No preâmbulo, já se encerra o texto com a expressão "(...) promulgamos, sob a proteção de Deus, a seguinte Constituição da República Federativa do Brasil".

Entre as garantias constitucionais, o art. 5º, VI, lista como sendo "(...) inviolável a liberdade de consciência e de crença, sendo assegurado o livre exercício dos cultos religiosos e garantida, na forma da lei, a proteção aos locais de culto e a suas liturgias". Trata-se do direito de liberdade de crença, de consciência (ambas de cunho íntimo) e de culto religioso (exteriorização da crença ou da consciência).

Também no art. 5º, os incisos VII e VIII garantem a prestação de assistência religiosa nas entidades civis e militares de internação coletiva (ou seja, em presídios, hospitais, quartéis, etc.), e o direito de escusa de consciência: ninguém pode ser privado de direitos por motivo de crença religiosa ou de convicção filosófica ou política, salvo se as invocar para eximir-se de obrigação legal a todos imposta e recusar-se a cumprir prestação alternativa, fixada em lei.

Ainda, o art. 19, I, estabelece a separação entre Estado e Igreja, ao proibir que União, Estados, Distrito Federal e Municípios criem ou subvencionem cultos religiosos ou igrejas, tampouco atrapalhem o seu funcionamento ou mantenham com eles ou seus representantes relações de dependência ou aliança (permitida somente a colaboração de interesse público, desde que prevista em lei).

O art. 143, § 1º e 2º, permite a prestação de serviço militar alternativo àqueles que alegarem imperativo de consciência (como o decorrente de crença religiosa), e isenta os eclesiásticos do serviço militar obrigatório, em tempo de paz.

O § 1º do art. 210 prevê o ensino religioso como uma disciplina facultativa nas escolas públicas de ensino fundamental, e o art. 226, § 2º, determina que o casamento religioso tem efeito civil.

A discussão sobre a existência de crucifixos em escolas e órgãos públicos não é recente no Brasil, mas passa por períodos variáveis de intensidade dos debates.
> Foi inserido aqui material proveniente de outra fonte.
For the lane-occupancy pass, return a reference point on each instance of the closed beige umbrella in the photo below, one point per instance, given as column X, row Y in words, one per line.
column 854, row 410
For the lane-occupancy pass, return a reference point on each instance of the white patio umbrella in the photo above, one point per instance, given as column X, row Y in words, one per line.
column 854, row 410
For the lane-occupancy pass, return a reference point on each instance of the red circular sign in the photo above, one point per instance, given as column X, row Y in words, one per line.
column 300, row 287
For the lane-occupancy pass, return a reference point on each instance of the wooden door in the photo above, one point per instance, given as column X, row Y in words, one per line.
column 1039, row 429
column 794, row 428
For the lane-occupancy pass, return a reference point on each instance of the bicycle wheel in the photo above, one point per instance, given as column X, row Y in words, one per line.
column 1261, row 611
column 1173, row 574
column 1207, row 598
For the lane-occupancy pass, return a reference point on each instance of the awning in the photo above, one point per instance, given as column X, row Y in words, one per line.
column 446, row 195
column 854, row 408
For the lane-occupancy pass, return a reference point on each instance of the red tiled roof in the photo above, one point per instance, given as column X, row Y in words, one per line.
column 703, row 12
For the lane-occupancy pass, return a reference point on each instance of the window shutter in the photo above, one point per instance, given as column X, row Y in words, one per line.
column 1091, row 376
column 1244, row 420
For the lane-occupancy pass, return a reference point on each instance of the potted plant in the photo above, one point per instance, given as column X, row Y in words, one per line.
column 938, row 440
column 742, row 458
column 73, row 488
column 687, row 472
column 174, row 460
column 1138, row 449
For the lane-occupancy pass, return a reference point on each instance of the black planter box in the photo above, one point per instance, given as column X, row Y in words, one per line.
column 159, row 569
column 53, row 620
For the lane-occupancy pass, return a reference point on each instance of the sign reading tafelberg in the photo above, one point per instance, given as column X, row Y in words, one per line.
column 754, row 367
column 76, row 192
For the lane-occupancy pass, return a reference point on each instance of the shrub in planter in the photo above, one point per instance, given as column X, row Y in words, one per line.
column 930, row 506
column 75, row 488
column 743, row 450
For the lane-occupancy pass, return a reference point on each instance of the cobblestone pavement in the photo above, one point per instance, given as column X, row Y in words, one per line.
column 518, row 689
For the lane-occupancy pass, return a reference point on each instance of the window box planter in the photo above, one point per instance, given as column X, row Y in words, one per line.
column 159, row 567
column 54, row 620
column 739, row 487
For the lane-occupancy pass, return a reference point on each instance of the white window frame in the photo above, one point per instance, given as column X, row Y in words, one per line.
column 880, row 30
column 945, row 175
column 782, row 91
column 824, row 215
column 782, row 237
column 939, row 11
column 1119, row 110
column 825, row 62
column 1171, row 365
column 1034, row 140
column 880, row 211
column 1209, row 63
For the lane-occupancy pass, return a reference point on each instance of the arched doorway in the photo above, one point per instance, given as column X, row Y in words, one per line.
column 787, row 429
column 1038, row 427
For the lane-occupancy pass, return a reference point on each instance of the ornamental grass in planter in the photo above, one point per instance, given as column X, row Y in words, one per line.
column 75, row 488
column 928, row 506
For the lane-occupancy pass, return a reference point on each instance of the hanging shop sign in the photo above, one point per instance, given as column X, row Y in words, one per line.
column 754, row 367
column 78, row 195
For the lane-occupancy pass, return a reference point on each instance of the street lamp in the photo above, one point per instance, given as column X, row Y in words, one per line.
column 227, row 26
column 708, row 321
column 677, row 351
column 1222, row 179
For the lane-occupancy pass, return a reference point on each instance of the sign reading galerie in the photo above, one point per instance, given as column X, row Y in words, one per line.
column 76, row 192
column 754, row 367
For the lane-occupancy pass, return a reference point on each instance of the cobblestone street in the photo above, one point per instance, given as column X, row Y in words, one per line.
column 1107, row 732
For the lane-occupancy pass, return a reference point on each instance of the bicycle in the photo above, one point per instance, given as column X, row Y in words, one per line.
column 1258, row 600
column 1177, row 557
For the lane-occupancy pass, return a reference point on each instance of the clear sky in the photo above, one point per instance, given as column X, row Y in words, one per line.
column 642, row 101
Atualmente, a controvérsia aumentou em decorrência de ações judiciais sobre o tema.

Em agosto de 2009, a 3ª Vara Federal de São Paulo indeferiu pedido liminar em ação civil pública proposta pelo Ministério Público Federal, para a retirada de símbolos religiosos de órgãos públicos.

O Conselho Nacional de Justiça já decidiu, em quatro pedidos de providência, que a presença de símbolos religiosos em órgãos judiciários não viola a laicidade do Estado.

Provavelmente, da mesma forma que a Corte Constitucional alemã, o STF deverá ser provocado a se manifestar sobre o assunto. Porém, diferentemente daquele país, o nosso Poder Legislativo não se preocupou em debater e regulamentar a questão.

Poderá o caso ser resolvido de modo similar ao da Alemanha, com um "jeitinho" brasileiro, igualmente considerando a manutenção de símbolos religiosos em escolas e outros locais públicos como uma questão cultural, e não somente religiosa?

Destaca-se que a alegação genérica de laicidade do Estado é insuficiente para resolver a questão, pois, como visto, somente impede que os órgãos públicos criem, auxiliem ou impeçam o funcionamento de cultos religiosos ou igrejas (art. 19, I, da Constituição), não vedando a existência de símbolos ou o uso de vestimentas religiosas.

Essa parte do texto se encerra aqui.